Regional Leadership Training Course on Children’s Rights, Child Protection, and Child Participation
August 17 – 27, 2009
The Regional Leadership Training Course on Children’s Rights, Child Protection, and Child Participation is an intensive training course for government officials, NGO and development workers, and other stakeholders in building the child protection structures in the GMS. Using PETA’s creative pedagogy and integrated theater arts approach of learning and education, it aims to enhance the leadership capacity of managers, project staff, members of Child Protection Committees, social workers, police, teachers, health workers, community leaders, case managers and trainers, and enrich their creative skills in delivering their roles on child protection in their own localities for effective and sustainable child protection mechanisms.

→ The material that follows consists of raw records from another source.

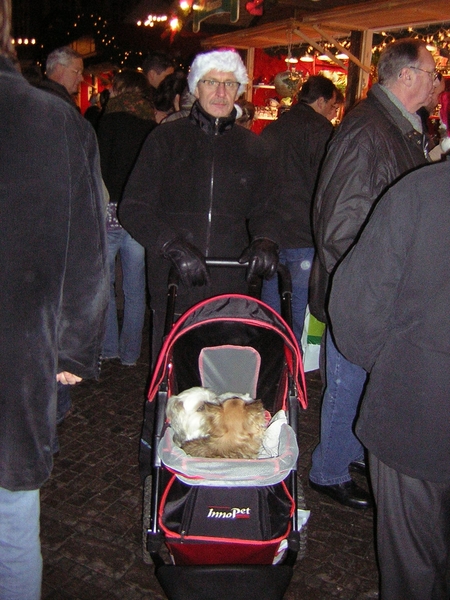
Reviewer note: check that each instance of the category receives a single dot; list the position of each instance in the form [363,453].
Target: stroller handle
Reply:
[254,286]
[284,275]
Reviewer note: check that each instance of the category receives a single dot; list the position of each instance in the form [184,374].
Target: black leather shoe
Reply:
[359,466]
[348,493]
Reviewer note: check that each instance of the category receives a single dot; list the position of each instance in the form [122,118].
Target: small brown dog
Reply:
[235,429]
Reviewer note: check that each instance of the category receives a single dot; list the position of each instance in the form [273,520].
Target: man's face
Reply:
[423,80]
[217,99]
[69,76]
[436,92]
[155,78]
[330,108]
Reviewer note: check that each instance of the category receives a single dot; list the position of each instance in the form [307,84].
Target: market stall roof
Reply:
[373,15]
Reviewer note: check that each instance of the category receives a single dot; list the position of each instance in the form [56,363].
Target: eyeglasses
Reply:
[214,84]
[433,74]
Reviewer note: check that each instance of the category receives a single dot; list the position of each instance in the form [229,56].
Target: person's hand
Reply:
[188,261]
[262,259]
[67,378]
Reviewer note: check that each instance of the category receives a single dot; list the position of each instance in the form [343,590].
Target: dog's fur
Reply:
[185,413]
[216,427]
[235,430]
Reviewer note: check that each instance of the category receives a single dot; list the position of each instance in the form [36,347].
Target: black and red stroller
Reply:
[226,529]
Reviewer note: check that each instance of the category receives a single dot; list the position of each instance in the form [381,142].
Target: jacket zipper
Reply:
[211,192]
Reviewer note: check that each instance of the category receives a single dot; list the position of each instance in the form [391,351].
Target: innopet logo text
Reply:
[220,512]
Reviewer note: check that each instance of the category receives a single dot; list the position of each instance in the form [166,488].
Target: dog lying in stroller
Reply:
[211,426]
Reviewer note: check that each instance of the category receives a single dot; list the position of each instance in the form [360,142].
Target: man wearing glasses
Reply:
[378,141]
[196,185]
[64,73]
[200,184]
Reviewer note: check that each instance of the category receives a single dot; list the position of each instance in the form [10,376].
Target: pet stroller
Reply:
[226,529]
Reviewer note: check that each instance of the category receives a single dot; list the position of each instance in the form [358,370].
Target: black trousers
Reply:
[413,535]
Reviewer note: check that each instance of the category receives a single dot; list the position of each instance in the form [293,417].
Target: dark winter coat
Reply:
[297,142]
[55,88]
[205,180]
[121,134]
[372,148]
[53,269]
[389,308]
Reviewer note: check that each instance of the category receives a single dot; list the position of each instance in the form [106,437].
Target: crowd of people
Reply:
[166,172]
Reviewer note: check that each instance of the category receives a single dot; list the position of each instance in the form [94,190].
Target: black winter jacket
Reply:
[53,277]
[372,148]
[120,138]
[297,142]
[389,308]
[203,179]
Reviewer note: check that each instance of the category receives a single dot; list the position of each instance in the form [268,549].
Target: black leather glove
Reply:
[188,261]
[262,258]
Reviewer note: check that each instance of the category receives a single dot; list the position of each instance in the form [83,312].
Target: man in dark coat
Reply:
[53,296]
[390,316]
[298,140]
[379,140]
[63,74]
[197,185]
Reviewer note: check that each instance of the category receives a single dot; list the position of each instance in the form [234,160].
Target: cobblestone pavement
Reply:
[91,506]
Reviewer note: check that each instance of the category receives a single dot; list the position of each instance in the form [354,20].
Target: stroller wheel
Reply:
[304,530]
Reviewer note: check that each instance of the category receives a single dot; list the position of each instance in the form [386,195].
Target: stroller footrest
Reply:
[222,582]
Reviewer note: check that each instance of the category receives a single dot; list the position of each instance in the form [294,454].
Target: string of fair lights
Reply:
[105,44]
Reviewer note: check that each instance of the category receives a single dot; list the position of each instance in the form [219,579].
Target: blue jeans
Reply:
[127,345]
[20,547]
[338,445]
[299,261]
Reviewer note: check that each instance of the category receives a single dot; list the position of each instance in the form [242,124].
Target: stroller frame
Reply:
[223,581]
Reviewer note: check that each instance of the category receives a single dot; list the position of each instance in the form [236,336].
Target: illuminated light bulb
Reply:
[174,23]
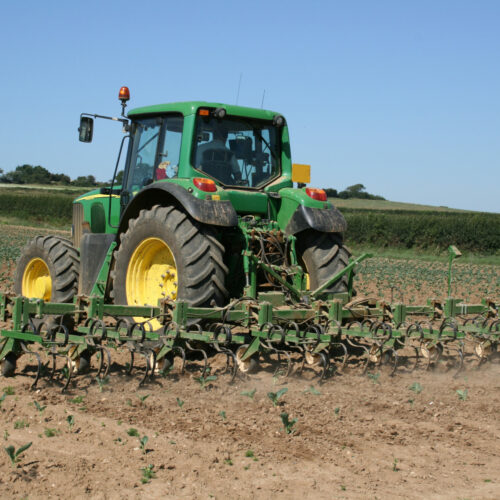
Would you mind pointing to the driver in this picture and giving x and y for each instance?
(218, 145)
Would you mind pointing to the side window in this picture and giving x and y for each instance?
(143, 159)
(170, 148)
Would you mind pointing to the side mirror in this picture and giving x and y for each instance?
(86, 129)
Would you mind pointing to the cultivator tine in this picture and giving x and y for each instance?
(182, 355)
(390, 358)
(104, 362)
(204, 355)
(25, 349)
(273, 350)
(231, 364)
(344, 356)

Mekong Youth Leadership Training on Child Protection
March 22 – 31, 2010
The Mekong Youth Leadership Training on Child Protection is a regional training for youth leaders in the GMS to enhance their creativity in developing initiatives that would promote children’s rights, child protection and child participation. Through creative methodologies and dialogical process, the training emphasizes the evolving capacities among young leaders, as they are encouraged to use their creativity and leadership skills for the empowerment of youth around the region.
Mekong Youth Forum 2010
October 24 – 29, 2010
The Mekong Youth Forum is a regional children and youth workshop which facilitates the active participation of children and youth around the region by developing their own recommendations on issues of human trafficking, migration and the vulnerabilities of children and youth in the region. Through interactive arts and creative approaches, the participants share their insights; analyze situations; voice out their commitment and suggestions; and in the end, present their views and develop a dialogue with government officials, policy makers and stakeholders.